First, some background. During the month away from therapy, I met a man whom I found interesting and attractive. We went out a few times, he wanted to have sex, but I declined because I did not feel ready. And….he dropped off the radar. So it was pretty clear that he was only in it for the sex. It was the same time as this therapist appointment that I was realizing the truth of what was going on. (I’d already gone through the “maybe he’s been away”, “maybe he didn’t get my email” phases.) I was pretty disappointed, and since I had a therapy appointment booked, I thought – fuck it, that’s what I’ll talk about today.
I will never forget that session because it was weird from the start. I gave the therapist the basic rundown of what had happened (virtually identical to what I wrote above), and ended it with “So he was only it for the sex”. And her next words were “Maybe he just wanted… to get closer.” I was stunned. I mean, come ON, I just told her a story that MILLIONS of women could tell. There are literally MILLIONS of men in the world who just want to score. Why is she doubting my account AT ALL?
Oh right – because she’d been doubting me from the beginning. I just hadn’t figured it out yet.
Her remark threw me for a loop. Could she be THAT naïve about men? Or what? I had never told her anything about my past relationships. Where was this coming from?

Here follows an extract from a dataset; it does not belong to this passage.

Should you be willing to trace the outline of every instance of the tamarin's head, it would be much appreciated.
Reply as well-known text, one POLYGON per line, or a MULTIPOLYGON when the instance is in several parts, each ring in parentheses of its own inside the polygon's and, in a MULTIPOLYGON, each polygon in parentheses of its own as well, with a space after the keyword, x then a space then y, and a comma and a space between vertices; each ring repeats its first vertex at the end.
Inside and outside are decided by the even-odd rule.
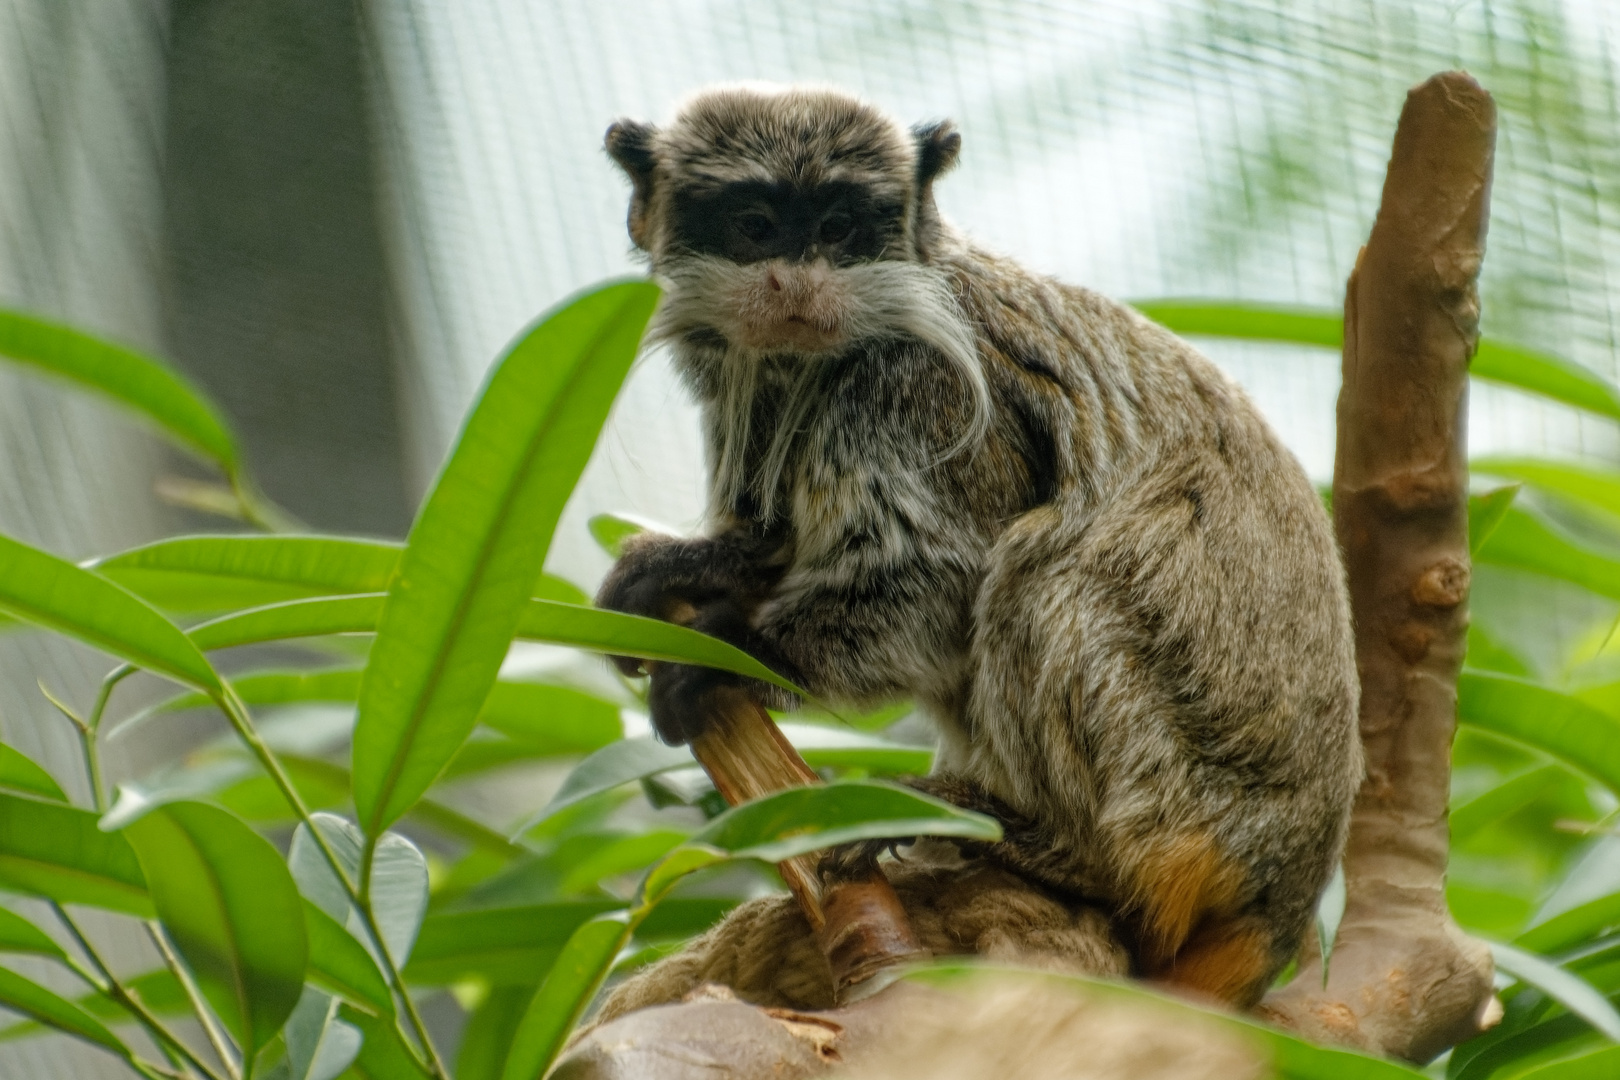
POLYGON ((663 331, 824 353, 936 317, 932 185, 962 138, 822 88, 703 91, 658 128, 621 120, 630 237, 669 292, 663 331), (931 269, 931 268, 930 268, 931 269), (925 309, 925 310, 919 310, 925 309))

Anyway, she spent the rest of the session trying to convince me that the guy didn’t disappear because I didn’t have sex with him. She pushed me to accept ANY other explanation, including, as she put it, “maybe he didn’t want to continue for some other reason”. Just so long as it wasn’t my original interpretation.
This was pretty much the pattern for the rest of the sessions. I would come in saying the sky was blue and she keep at me until I admitted that maybe, if you looked at it from a certain angle or squinted the right way and just believed a little, yeah, maybe it could be green, maybe I should try believing that it’s green.
So, let’s look at her notes.
“Got dumped”, “silent treatment”, “cut him off”, “suffered all weekend”. Christ. That’s not how I described it at all.
Then the section on exploring issues of trust and openness. Where to start? I’d only gone out with the guy three times by this point, so perhaps being trusting and open wasn’t yet appropriate. He could be a date-raping asshole for all I (or the therapist) know. A guy is not required to be “attentive enough” with someone he is not actually in a relationship with, so what was she thinking?
My guess is, she TOTALLY jumped to the conclusion that this was an established relationship with a good, decent guy who cared about me and that the only real issue was….me.
Yet again, she had no information on which to base this assumption. It was pure guesswork, which is actually encouraged in Gestalt therapy.
Bear in mind that I still didn’t know that she was using this approach or even that she was making assumptions, let alone what those assumptions were. From my perspective, the conversations were all over the place and the only constant was the pressure to change my beliefs – without ever assessing whether my beliefs were in fact correct.
I found this and all the following sessions very disorienting. There is such a thing as the “confusion technique” which cults and interrogators use to gain mental control over their targets. I strongly believe that the therapist was doing a version of this on me. It’s consistent with Gestalt therapy, since it’s all about getting around a person’s “habital defenses” to reach the real truth that they are trying to hide. Gestalt theory doesn’t allow for the possibility that the person isn’t hiding anything.